Well, I got lost in the woods on Saturday! Been to the pub (for a few hours longer than I should have) and on my return I triumphantly announced that I was going to walk the dog in the woods.
Being a naturally gifted navigator I left the map and compass (and common sense) behind.
All was going well, until about 30 minutes in I spotted a nice shaft of hazel that was perfect for a stave. Out came the new Opinel to deftly slice through the branches. PING went the Opinel, as the blade snapped off at the handle. Whizz went the handle as I chucked it in the bush in disgust. Still, out with the Boker and in no time at all I had myself a nice stick.
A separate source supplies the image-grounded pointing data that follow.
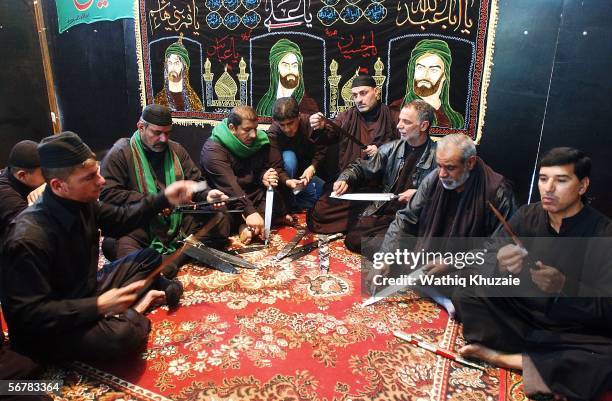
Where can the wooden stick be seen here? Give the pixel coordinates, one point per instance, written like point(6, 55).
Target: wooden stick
point(507, 227)
point(438, 351)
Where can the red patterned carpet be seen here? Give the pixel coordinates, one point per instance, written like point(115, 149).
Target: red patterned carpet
point(289, 332)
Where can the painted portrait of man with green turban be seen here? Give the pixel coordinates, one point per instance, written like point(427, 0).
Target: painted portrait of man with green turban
point(177, 94)
point(429, 79)
point(286, 79)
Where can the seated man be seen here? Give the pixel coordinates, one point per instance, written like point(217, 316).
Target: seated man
point(18, 180)
point(369, 121)
point(56, 302)
point(401, 164)
point(238, 161)
point(560, 337)
point(145, 164)
point(451, 202)
point(290, 134)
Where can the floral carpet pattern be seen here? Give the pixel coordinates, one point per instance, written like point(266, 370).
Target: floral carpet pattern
point(289, 331)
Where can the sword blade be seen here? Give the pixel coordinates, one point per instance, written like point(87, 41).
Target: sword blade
point(202, 255)
point(291, 244)
point(372, 197)
point(309, 247)
point(248, 249)
point(268, 215)
point(234, 260)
Off we went again. Down the hill and further into the forest. Found a spring and the start of a river , over some downed trees, then through the river as it was only ankle deep. Kept walking and walking, chasing the dog and generally having myself a good time. Found a good spot for chucking up a hammock too. After a wee while it was time to go home. This is where it all went wrong. Not sure how I managed it, but I got completely lost, couldn't find the track I made coming in, generally not good. So, I set off in the direction I thought looked like a good idea. Bad idea. The ground was becoming increasingly boggy, and more and more brambles were ripping at my uncovered legs (I was wearing shorts, not just a loin cloth) a few more steps and SPLAT, my whole right leg has vanished in mud, quickly followed by the rest of me. Using my trusty stick and the dog I managed to wriggle my way out, dislocating my shoulder in the process. Fair few minutes of cursing and wiggling to get the shoulder back in it's rightful place, then more fun and games navigating the mud/bog. Managed to lose not only my left shoe, but my fucking sock too. Recovered the shoe from about 2 feet of mud, but didn't see the sock again! The dog vanished up to his shoulders in mud, but being much more sprightly than I he was out in no time.
Anyway, scrambled up into the woods to get out of the mud and onto higher ground. The only way out I could see was over a barbed wire fence, fine for me but having dislocated my shoulder I was in no fit state to chuck a 9 stone dog over the fence. Followed the fence about 1/4 if a mile until we found a bit that wasn't barbed, hopped over and waited for the dog to climb over too. Then I realised where I was, I'd gone in one side of the woods and out the other!! 3 miles to go before I was home
Gathered some flowers for the missus on the walk back (mainly to keep her sweet - I was supposed to be cooking dinner, and said I'd only be gone for 30 minutes) - couldn't find anything edible (apart from nettles) which was a bit of a disappointment, but I was drunk, tired and cut up from the brambles so not overly bothered.
Finally got back 3 hours after I set off, minus one sock, covered in mud to my beard, bleeding profusely from both legs due to the brambles being followed by a mud monster with the head of a rottweiler, clutching a poor excuse for a bunch of flowers and a nice new stick.
Moral of the story? Don't go off into the woods (for the first time) drunk. Also, take a compass! One quick look and I would have realised that I was heading in completely the wrong direction.